Moreover, "an order has been issued by Dictator von Kahr to the Jews expelled from Bavaria, that their property must not be removed from the country. Jewish business men and manufacturers have received orders from the police authorities that the machinery and equipment of their factories as well as their products must remain in Bavaria, and their factories must be conducted in their absence by managers appointed for the purpose." 

The event went international at the end of November when

Foreign Minister Roman Dmowski of Poland has addressed a new note to Bavaria protesting the expulsions from Bavaria of Jews who are Polish citizens...the deportations are contrary to international law as well as the common principles of humanity. In conclusion, M. Dmowski threatens to order the deportation of German citizens on Polish soil if the expulsions of Polish citizens are continued.

Austria and Spain became involved.

To return to the events of the Berlin pogrom:

Jews of Berlin Attacked by Mob of 30,000  November 6, 1923

"...a mob of 30,000 stronge invaded the Jewish sections of the city and carried out the first pogrom in the history of Berlin. Anti-Jewish riots commencing in the afternoon in Grenadierstrasse, and Dragonerstrasse, inhabited largely by East-European Jews, 


spread by the evening to all quarters of the city housing Jewish residents...No Jew was safe on Berlin streets yesterday and it is too early to say that greater security prevails today. Jewish passers by were stopped at every turn, were searched, maltreated, robbed of their possessions and stripped of their clothes, some being left only in their undergarments. Homes of Jews were searched for food and money, owners offering the least resistance being severely beaten.

Shops owned by Jews were plundered of their contents which were hurled through the windows smashed by the hooligans in order to gain entrance.

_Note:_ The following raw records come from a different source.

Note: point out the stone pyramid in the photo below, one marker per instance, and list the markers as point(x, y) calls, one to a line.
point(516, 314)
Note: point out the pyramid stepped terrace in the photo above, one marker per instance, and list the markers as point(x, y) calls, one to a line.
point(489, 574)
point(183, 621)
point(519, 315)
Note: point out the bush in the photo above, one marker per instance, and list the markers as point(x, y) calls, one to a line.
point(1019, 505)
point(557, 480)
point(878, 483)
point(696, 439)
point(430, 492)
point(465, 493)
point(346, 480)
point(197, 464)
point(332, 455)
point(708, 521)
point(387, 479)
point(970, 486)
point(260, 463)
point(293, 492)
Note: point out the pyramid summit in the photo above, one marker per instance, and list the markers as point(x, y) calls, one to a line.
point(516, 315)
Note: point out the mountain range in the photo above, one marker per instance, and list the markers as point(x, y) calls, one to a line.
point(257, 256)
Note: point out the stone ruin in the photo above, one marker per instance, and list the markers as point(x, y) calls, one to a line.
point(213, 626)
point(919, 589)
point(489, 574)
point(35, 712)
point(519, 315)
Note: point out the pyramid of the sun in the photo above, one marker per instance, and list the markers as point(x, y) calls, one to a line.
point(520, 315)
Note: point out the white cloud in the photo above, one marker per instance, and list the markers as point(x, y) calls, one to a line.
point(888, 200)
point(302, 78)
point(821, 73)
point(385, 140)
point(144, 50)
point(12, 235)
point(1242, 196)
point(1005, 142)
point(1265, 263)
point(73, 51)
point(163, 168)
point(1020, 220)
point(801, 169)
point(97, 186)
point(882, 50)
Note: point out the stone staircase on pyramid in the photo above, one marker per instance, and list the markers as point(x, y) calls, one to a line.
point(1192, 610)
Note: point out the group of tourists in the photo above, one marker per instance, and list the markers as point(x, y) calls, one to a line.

Jewish tenement dwellers were dragged from their beds and driven to the streets in their night clothes.

...That the anti-Jewish riots were premeditated and well-organized is shown by the fact that on a given signal the plundering and mobbing would begin, and at a sign from a specially organized corp the anti-Jewish excesses would end.

...The Tageblatt and the Local Anzeiger remark it is significant that the mob attack was not sporadic, but broke out simultaneously in the Muezastrasse, Gormmanstrasse, Linienstrasse, Grenadierstrasse, Dragonerstrasse. Lilienstrasse, where many residences and practically all shops were systematically plundered, the wares being distributed among the waiting crowd. Especially in the clothing and piece-goods district were the wares seized and cut up to be carried away by the rioters...Herr Kopf, manager of the “Central Association of German Citizens of Jewish Faith” received several blows from a black-jack as he was caught in a crowd swarming towards the Boerse and shouting “Death to Jews”.

Reports {as referenced in Dunker, Der Reichsbund judischer Frontsoldaten 1919-1938: Geschichte eines judischen Abwehrvereins, 53; "Der Bund judischer Frontsoldaten vor Gericht," Judische Rundschau, no. 40 (1924)}  noted

While the police had not arrived members of the Reichsbund Judischer Frontsoldaten (Jewish Veteran Association) assembled at the Jewish community centre on the nearby Rosenstrasse. Cadres of members, some of which were armed with pistols and rubber truncheons were formed and began patrolling the area, guarding synagogues and defending local Jews against the looters. On Bulowplatz, the Reichsbund cadres clashed with a group of some hundred rioters. In this situation, the veterans seek support from a passing by police patrol that refuses and leaves the area. In the following melee, a shot rang out fatally wounding a rioter.

The failure of the Munich Beer Hall Putsch in Bavaria did not deter the authorities there from halting the earlier deportations.

A precursor to the atmosphere which allowed Hitler to commence the Holocaust.